Türkiye’de son yıllarda yok edilen sadece ekonomik sistem değildir. Kurumsal devlet yapılanışı karar birimi olmaktan, tek kişinin aldığı kararları uygulayan bir birime indirgenmiş ise devlet sistemi ve devlet aklı ve birikimi de devre dışı kalmış demektir. Yasama, yürütme ve yargı kendi işlevlerini yerine getiremeyen konuma taşınmış ise demokratik işleyiş ve kontrol mekanizmaları yok olmuş denektir. Hem ekonomik sistemin, hem de politik sistemin devre dışı bırakıldığı bir toplumda rasyonel, bilimsel ve aklıselime dayalı toplum ve ekonomi politikaları beklemek boşunadır. Aksine tek adam yönetiminin keyfi uygulamaları bütün bu alanlarda yaygınlık gösteriyor ise;  bu denli çeşitlenmiş bir toplumsal işleyişte tek adam yönetiminin başarılı olması asla beklenemez. Üstelik eğer bu yönetimin yüz yılık, çağdaş uygarlık hedefli Cumhuriyet kurumları ile barışık olmadığı; aksine onları siyasi İslam ideolojisi yönünde dönüştürme uygulamaları içinde ise kaotik işleyiş kaçınılmazdır. Siyasi İslam ideolojisini savunurken, eğer gerçek İslami değerler en çok bu dönemde erozyona uğramışsa, bir barış dini olan İslam kültürü yerine her gün kavga, ayrıştırma ve ötekileştirme söylemi üzerine kurgulanmış bir siyaset yürütülüyor ise, o ülkede kaotik işleyişe bizzat iktidar davetiye çıkarmış demektir. Kısacası mevcut iktidarın bu topluma vereceği olumlu bir katkı şansı artık yok olmuştur. Güven bitmiştir. Devreye alınacak tüm popülist uygulamalar da geri tepmeye mahkumdur.  Toplumu bu tür kaotik ortama sürüklemiş olan bir iktidardan bu saatten sonra beklenebilecek tek aklıselim davranışı bir erken seçim olabilir. Ancak bilim, aklıselim ve rasyonellik yerine mutlak inancı,  kör inanç olarak savunan bir anlayıştan bunu beklemek de şimdilik çok zor. Anlaşılan daha büyük bir ekonomik ve toplumsal yıkımı beklemek istiyorlar.

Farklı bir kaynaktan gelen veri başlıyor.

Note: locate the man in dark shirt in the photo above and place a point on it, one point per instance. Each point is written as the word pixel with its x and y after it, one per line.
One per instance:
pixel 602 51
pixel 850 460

Bu koşullarda gönül ister ki, muhalefet, iktidarın bu hatalarından ders alarak tutarlı ve yeterli alternatif doğru ekonomi ve toplumsal politikalar; özellikle ekonomik sistem, demokrasi ve toplumsal sistem politikaları üretsin. Şimdilik kıyıda köşede dillendirilen politika önerileri henüz tüm bu alanları kapsayan sistem ve toplumsal yapılanma politikaları oluşturmaktan uzak gözüküyor. Toplum ve ekonomi yönetimi sloganlarla değil; kısa, orta ve uzun dönemleri entegre olarak kapsayan sistem, kurum, yapılanma ve süreç politikalarından oluşur. Geç kalarak kaosun önüne geçemezsiniz.